Quantitative models VaR (Value-at-Risk) used to calculate the maximum level of volatility for a stock, or index to be used in derivative transactions with a predefined confidence level and time period;
 
Stress testing model used to assess the maximum loss that may occur according to a predetermined scenario for the Company to take loss limiting measures when necessary;
 
Quantitative scoring model and quantitative stock model based on historical data of price and volume volatility;
 
Banks' appraisal and rating models.
 
3. Risk limit identification
 
To ensure that risk is limited to the lowest level of tolerance, as well as to improve the effectiveness of risk oversight, the Company has established a set of risk indicators and limits for key risk exposure.
 
Risk limits are determined by both qualitative and quantitative methods.

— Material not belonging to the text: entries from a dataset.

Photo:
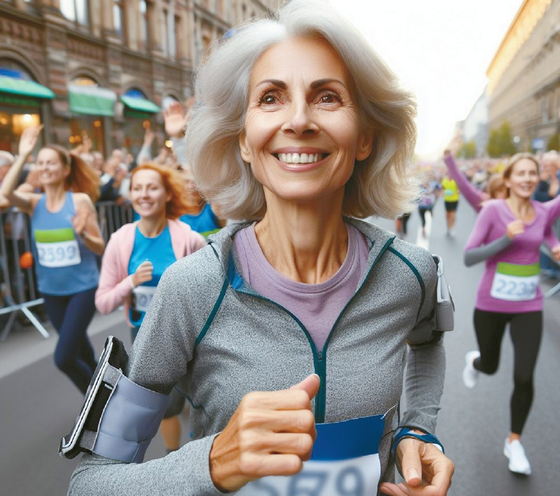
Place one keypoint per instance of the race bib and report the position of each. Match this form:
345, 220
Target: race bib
142, 296
515, 282
57, 247
344, 462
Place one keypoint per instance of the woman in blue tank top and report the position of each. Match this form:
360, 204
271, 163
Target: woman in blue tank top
200, 215
66, 243
138, 254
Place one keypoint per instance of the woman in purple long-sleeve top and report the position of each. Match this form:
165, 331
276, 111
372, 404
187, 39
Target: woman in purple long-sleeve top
507, 235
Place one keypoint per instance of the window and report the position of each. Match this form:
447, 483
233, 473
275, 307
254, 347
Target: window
178, 38
118, 21
75, 10
144, 25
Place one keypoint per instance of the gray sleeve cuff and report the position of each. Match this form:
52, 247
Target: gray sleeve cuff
481, 253
425, 376
185, 472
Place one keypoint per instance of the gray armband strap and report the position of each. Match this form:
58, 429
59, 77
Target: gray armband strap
481, 253
442, 318
118, 418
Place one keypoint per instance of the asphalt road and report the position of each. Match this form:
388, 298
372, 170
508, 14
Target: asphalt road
38, 405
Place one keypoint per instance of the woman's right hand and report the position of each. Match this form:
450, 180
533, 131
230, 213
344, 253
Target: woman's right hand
28, 140
515, 228
270, 433
143, 273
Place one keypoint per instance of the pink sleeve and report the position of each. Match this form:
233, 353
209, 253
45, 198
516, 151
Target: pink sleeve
197, 242
112, 290
479, 233
553, 209
473, 196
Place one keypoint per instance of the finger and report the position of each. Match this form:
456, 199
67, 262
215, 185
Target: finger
310, 385
285, 443
411, 464
393, 489
287, 399
289, 421
443, 470
257, 465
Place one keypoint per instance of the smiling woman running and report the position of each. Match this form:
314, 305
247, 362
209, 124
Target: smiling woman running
138, 254
292, 329
66, 243
507, 234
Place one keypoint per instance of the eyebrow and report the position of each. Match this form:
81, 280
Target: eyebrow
314, 85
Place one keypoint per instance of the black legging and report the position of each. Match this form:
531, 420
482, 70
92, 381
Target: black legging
422, 212
526, 333
70, 315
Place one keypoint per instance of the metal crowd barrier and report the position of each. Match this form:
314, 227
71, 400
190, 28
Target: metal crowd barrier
555, 289
18, 288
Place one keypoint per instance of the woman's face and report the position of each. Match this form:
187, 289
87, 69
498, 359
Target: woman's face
148, 194
302, 133
523, 179
50, 167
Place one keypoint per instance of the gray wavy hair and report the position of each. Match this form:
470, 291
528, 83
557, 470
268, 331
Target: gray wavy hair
379, 185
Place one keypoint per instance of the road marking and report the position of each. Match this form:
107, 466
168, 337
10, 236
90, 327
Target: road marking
424, 241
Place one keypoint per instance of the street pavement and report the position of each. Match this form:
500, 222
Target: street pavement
38, 404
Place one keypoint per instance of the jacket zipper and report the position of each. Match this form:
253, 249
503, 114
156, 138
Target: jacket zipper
319, 357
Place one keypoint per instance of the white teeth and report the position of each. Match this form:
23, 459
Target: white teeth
296, 158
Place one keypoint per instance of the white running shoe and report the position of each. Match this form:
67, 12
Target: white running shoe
470, 374
518, 462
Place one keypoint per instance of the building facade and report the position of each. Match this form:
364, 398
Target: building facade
475, 126
524, 76
104, 69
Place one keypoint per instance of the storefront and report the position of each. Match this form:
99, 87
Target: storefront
92, 109
23, 103
139, 114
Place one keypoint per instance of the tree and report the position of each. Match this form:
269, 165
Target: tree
501, 142
468, 150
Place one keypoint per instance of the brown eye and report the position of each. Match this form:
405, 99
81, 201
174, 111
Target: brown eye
268, 99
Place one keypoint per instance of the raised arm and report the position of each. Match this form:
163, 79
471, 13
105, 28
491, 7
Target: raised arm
20, 199
473, 196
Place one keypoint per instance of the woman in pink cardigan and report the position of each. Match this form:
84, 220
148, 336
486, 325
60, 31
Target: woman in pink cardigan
137, 255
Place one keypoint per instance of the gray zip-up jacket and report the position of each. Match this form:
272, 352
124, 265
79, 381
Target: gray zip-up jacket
206, 322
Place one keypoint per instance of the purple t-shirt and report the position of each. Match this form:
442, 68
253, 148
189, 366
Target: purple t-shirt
507, 283
317, 306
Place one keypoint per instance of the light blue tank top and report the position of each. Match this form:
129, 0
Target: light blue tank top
159, 251
63, 263
205, 222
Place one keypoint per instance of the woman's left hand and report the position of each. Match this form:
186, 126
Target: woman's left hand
426, 470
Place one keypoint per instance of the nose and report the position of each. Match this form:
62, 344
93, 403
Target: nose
299, 119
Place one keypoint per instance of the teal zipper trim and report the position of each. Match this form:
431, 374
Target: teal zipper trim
418, 276
321, 400
318, 356
210, 318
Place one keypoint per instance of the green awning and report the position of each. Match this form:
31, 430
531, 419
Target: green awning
141, 104
24, 87
91, 100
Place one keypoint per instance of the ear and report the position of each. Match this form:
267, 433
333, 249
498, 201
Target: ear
365, 145
244, 149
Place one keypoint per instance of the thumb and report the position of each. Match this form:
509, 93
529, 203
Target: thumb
310, 385
411, 465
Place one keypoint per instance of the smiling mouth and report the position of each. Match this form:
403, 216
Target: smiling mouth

In particular, the latter has priority over the former. 
 
Limits for each type of risk is determined based on:
 
Data and historical events related to the risks being monitored;
 
Risk appetite and targets of the BOD;
 
Actual operating activities of trading and related business units based on views of the unit's heads.
 
The Risk Management Director proposes limits for each type of risk, with references to the characteristics of each business department for approval by the CEO. 
 
The CEO proposes the total risk limit as well as specific risk limits for each business unit for approval by the BOD.  
 
4. Risk monitoring
 
Risk monitoring activities are carried out on a daily basis, mainly through risk indicators and limits of the indicators. A number of risk parameters are set and limited automatically on the system, and others based on daily risk management reports in accordance with predetermined forms, or both. 
 
Risk monitoring activities are carried out firstly by the business departments where the risk incurring transactions take place, followed by supervision of independent departments including Risk Management, Internal Control and ultimately Internal Audit.
 
When risk positions approaching warning levels, the Risk Management will issue a warning and request specific measures from the risk-generating business departments, and at the same time, coordinate with them to develop action plan to bring the risk positions back to safety threshold.
 
5. Risk handling 
 
Risk handling activities are based upon review and assessment of factors such as the severity of the risk to be handled, the frequency of risk occurrences, costs of risk mitigation, risk characteristics, etc. The company implements a number of measures of basic risk handling as follows: 
 
 Risk tolerance: When the cost of risk handling is a significantly higher than that of the losses incurred due to risk exposure, no handling measure is necessary;
 
 Risk avoidance: Any activity that could lead to the risk exposure that the BOD has a zero or very low risk tolerance, or that exerts potentially serious impact on the image and activities of the Company shall not be carried out;
 
 Risk mitigation: Applying measures to mitigate potential impact on the Company or to minimize the probability of risk occurrences, or both;
 
 Risk sharing: Transferring all or part of the identified risks to another party, such as purchasing insurance (if comparable services are applicable) for operating activities;
 
 Developing a monitoring and risk warning system for timely detection of potential risks and marginal risks for prompt risk handling. 
 
General risk handling process: 
 
 Identifying causes of increased risk positions, and causes of risk generating events;
 
 Selecting and developing handling plan, including specifications of responsible units for implementation, implementation schedule, expected results, resource assessment and planning, and required procedures;
 
Performing risk handling in accordance with selected plan;
 
Reviewing and updating relevant policies and procedures to avoid similar incidents;
 
Adjusting relevant limits if necessary to align with reality.